With no apologies to Adam Sandler's Hanukkah Song, Sam Freedman had a nice column last Saturday on the perennial tribal question of whether Willy Loman, the title figure in Arthur Miller's Death of a Salesman (now in revival on Broadway), is Jewish. Willy is portrayed without religious or ethnic markers, and Miller early on insisted he was just an American everyman.
But as some critics have insisted since the play's opening in 1949, there seems to be something Jewish about this sad victim of the American Capitalist Dream, and toward the end of his life, Miller describe the Lomans as "Jews light-years away from religion or a community that might have fostered Jewish identity." They were thus left "on the sidewalk side of the glass looking in at the clean well-lighted place."
But failure to satisfy the bitch goddess was only one of assimilation's discontents in mid-twentieth-century Jewish literature. In 1952, Modern Library brought out an edition of What Makes Sammy Run, Budd Schulberg's 1941 bestseller about an unsavory Jewish immigrant son named Sammy Glick, who claws his way from the Lower East Side to the top of the movie industry. In a freshly written introduction, Schulberg answered the novel's titular question.
What made Sammy run? "In throwing over the ways of his father without learning any sense of obligation to the Judeo-Christian-democratic pattern, he had nothing except naked self-interest to guide himself."

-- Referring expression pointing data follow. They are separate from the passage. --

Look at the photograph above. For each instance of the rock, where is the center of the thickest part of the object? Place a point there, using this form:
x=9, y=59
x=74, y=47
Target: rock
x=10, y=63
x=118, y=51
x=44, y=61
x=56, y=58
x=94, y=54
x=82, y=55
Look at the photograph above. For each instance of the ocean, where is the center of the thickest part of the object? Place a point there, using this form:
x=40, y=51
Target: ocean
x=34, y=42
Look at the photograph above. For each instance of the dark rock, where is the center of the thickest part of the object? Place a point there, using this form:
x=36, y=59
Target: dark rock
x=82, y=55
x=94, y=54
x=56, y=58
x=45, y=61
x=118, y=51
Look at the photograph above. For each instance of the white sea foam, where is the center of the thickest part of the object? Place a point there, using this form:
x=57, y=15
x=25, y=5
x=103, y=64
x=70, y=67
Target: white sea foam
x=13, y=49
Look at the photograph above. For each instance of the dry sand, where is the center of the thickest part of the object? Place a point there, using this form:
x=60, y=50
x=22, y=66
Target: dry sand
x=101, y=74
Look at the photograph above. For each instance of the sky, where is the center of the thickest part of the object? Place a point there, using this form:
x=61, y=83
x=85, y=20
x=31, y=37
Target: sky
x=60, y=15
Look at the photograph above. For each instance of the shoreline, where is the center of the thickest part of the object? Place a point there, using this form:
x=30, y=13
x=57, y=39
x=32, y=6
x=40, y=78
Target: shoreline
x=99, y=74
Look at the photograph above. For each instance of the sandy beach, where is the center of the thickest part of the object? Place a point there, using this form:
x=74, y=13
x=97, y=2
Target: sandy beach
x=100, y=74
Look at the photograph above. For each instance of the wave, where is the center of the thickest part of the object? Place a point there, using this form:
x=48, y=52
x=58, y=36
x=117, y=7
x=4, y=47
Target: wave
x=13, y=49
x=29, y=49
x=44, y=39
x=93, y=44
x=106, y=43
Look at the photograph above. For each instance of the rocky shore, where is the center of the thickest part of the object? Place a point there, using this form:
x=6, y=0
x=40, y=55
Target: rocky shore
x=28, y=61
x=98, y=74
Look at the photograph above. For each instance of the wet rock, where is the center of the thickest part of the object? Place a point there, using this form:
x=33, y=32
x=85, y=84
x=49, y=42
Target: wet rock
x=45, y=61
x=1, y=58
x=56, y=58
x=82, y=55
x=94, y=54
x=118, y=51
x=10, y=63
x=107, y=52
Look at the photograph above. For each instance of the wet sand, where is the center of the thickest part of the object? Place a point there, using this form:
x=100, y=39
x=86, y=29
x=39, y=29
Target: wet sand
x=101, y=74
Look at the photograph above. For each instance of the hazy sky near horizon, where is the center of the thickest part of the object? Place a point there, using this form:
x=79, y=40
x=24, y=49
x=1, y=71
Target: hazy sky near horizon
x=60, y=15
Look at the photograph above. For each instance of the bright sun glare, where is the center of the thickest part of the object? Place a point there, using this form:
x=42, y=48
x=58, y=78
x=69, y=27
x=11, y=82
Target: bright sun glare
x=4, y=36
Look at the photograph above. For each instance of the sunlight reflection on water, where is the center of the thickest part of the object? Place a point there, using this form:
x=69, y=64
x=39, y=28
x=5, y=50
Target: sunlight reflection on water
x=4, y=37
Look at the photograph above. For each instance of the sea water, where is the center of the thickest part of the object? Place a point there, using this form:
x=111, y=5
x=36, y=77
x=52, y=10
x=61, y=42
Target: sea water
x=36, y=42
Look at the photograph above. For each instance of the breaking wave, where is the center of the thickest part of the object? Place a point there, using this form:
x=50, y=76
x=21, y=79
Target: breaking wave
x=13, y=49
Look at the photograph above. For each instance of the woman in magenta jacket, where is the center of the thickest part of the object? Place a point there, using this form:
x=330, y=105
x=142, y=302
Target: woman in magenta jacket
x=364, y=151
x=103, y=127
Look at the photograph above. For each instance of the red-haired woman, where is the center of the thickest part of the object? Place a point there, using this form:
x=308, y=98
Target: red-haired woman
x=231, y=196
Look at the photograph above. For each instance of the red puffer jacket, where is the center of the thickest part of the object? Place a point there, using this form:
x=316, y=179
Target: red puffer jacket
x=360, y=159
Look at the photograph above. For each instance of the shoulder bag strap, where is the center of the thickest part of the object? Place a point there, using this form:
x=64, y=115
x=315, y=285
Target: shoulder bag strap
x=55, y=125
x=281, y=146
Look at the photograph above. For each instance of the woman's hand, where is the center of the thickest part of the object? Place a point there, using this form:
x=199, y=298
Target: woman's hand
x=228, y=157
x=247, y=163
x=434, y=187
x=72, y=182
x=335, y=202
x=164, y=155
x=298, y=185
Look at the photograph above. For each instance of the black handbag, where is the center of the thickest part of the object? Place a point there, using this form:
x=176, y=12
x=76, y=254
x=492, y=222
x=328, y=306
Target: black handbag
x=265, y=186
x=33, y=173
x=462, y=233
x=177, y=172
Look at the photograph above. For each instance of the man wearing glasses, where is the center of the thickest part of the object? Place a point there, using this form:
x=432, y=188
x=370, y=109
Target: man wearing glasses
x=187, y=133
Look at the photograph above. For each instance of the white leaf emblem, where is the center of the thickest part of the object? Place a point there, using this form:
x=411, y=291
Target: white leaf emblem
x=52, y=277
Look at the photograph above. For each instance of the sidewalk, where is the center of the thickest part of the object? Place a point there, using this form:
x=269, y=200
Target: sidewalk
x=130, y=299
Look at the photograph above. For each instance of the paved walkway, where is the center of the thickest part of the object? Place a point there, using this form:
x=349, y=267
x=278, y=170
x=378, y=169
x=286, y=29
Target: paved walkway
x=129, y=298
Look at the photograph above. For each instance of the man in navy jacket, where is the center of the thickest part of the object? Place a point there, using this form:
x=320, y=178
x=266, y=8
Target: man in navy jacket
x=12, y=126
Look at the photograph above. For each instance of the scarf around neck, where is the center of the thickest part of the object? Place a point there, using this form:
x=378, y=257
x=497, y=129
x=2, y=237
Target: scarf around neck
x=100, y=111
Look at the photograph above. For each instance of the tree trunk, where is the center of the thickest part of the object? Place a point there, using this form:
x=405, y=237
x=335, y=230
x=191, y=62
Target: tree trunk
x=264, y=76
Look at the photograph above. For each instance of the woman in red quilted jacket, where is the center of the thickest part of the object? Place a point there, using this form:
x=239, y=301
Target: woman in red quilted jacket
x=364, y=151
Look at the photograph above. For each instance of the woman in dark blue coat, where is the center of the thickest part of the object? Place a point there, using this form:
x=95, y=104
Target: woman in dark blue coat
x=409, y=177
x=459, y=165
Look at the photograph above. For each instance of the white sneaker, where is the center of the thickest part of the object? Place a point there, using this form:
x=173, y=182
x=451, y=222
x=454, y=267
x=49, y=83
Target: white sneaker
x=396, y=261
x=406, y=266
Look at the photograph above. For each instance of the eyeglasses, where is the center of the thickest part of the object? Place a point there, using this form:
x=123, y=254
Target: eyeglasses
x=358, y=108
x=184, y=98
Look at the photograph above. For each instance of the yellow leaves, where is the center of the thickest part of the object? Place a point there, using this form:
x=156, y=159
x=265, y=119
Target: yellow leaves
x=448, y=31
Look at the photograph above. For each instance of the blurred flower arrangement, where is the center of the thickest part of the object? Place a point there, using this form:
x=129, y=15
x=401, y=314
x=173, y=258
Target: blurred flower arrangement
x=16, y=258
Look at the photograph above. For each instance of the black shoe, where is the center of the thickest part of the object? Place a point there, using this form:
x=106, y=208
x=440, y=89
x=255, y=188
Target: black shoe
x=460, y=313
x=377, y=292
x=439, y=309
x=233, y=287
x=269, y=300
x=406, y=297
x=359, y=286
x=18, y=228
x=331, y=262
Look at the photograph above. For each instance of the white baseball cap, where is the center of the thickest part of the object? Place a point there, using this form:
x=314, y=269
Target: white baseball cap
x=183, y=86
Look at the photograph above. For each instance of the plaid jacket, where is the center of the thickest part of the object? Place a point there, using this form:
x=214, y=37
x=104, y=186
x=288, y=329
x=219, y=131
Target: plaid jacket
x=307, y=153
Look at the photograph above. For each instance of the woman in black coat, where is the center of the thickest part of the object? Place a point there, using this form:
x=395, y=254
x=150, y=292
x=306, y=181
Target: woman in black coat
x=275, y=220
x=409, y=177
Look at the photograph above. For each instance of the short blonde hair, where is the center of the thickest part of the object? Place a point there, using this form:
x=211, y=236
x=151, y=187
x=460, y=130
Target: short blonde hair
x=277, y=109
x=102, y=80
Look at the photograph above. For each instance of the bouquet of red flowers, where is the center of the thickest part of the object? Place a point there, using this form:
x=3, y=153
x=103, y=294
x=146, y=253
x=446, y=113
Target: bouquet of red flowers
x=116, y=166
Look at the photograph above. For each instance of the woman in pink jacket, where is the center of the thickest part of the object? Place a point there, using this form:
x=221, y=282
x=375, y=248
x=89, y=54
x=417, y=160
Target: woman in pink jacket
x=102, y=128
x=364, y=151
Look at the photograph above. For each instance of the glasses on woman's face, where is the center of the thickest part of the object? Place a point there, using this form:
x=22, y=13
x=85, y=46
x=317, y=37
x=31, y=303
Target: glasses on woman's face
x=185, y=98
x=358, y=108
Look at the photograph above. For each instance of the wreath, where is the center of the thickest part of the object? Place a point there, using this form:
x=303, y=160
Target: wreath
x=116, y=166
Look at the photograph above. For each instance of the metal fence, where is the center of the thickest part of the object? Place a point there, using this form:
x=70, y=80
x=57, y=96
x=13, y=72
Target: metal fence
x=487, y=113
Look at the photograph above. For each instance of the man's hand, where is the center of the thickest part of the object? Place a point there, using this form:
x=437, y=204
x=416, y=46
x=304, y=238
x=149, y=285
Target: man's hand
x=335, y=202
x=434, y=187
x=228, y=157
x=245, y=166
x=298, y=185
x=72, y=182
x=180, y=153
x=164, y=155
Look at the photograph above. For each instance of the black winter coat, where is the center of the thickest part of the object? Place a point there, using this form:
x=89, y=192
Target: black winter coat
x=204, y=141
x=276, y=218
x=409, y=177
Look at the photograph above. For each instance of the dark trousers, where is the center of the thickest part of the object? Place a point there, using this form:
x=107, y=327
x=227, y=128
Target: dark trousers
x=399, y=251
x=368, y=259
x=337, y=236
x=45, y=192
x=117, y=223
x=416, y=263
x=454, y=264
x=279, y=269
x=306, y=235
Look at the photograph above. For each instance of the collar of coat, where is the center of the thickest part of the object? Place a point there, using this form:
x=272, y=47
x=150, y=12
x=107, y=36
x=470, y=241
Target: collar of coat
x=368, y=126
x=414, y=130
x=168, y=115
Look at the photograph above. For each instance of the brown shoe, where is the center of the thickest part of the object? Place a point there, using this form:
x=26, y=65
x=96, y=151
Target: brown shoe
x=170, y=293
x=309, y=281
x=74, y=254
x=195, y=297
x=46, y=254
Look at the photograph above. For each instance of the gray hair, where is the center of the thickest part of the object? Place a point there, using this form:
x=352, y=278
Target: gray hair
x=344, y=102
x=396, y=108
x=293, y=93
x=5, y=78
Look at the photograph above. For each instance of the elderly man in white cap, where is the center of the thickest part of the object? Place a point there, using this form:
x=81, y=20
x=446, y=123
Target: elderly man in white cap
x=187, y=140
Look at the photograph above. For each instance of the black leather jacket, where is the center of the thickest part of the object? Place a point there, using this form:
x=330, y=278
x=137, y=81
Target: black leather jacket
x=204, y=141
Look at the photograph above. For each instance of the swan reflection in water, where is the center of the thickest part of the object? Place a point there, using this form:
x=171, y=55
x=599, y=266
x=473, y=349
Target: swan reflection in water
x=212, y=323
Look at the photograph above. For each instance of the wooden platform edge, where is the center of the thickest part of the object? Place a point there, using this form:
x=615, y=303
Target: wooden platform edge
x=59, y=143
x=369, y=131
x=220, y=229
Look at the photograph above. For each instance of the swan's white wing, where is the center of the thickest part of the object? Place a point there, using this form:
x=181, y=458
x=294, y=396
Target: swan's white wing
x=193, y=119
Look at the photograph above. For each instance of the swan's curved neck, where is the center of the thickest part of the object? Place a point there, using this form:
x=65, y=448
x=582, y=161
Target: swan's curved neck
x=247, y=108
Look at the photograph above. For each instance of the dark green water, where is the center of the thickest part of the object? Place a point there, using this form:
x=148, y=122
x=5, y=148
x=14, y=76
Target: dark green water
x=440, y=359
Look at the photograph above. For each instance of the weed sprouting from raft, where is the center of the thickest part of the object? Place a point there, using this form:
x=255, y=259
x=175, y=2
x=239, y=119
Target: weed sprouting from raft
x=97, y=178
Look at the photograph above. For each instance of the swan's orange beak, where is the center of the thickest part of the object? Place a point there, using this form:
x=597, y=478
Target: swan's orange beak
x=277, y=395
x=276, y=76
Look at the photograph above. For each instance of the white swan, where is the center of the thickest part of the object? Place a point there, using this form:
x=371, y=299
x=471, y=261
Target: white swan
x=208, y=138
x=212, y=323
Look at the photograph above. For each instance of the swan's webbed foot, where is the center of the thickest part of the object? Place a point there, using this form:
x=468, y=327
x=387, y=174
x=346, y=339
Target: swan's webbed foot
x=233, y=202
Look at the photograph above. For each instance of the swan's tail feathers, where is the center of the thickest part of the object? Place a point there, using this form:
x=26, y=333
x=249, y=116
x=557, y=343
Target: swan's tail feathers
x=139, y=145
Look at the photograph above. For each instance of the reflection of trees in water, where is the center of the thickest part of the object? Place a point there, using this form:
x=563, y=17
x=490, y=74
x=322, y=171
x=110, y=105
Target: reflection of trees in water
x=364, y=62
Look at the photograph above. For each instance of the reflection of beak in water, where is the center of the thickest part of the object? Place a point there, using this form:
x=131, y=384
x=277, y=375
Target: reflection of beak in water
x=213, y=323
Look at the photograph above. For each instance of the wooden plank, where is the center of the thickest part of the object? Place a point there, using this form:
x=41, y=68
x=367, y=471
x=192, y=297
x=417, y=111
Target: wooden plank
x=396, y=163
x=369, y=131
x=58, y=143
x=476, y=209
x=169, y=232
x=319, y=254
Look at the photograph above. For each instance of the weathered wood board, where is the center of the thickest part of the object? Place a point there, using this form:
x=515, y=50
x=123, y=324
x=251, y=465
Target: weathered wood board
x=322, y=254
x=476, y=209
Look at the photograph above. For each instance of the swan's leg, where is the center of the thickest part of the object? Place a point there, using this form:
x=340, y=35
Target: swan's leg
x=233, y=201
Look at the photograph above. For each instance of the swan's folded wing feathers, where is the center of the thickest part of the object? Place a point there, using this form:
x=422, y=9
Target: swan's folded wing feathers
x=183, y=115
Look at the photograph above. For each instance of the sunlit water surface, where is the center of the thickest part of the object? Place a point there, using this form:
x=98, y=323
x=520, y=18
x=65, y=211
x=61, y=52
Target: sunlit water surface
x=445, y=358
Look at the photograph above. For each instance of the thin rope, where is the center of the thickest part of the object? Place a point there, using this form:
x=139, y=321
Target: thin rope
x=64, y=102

These days, of course, those who appeal to Judeo-Christian values tend to be apologists for American capitalism. Take, for example, Rabbi Aryeh Spero, the conservative commentator whose Caucus for America is "dedicated to the preservation and promotion of the historic American civilization." Earlier this year, Spero wrote in the Wall Street Journal:
More than any other nation, the United States was founded on broad themes of morality rooted in a specific religious perspective. We call this the Judeo-Christian ethos, and within it resides a ringing endorsement of capitalism as a moral endeavor.
Reading that, Sammy Glick would have laughed. Willy Loman would have cried.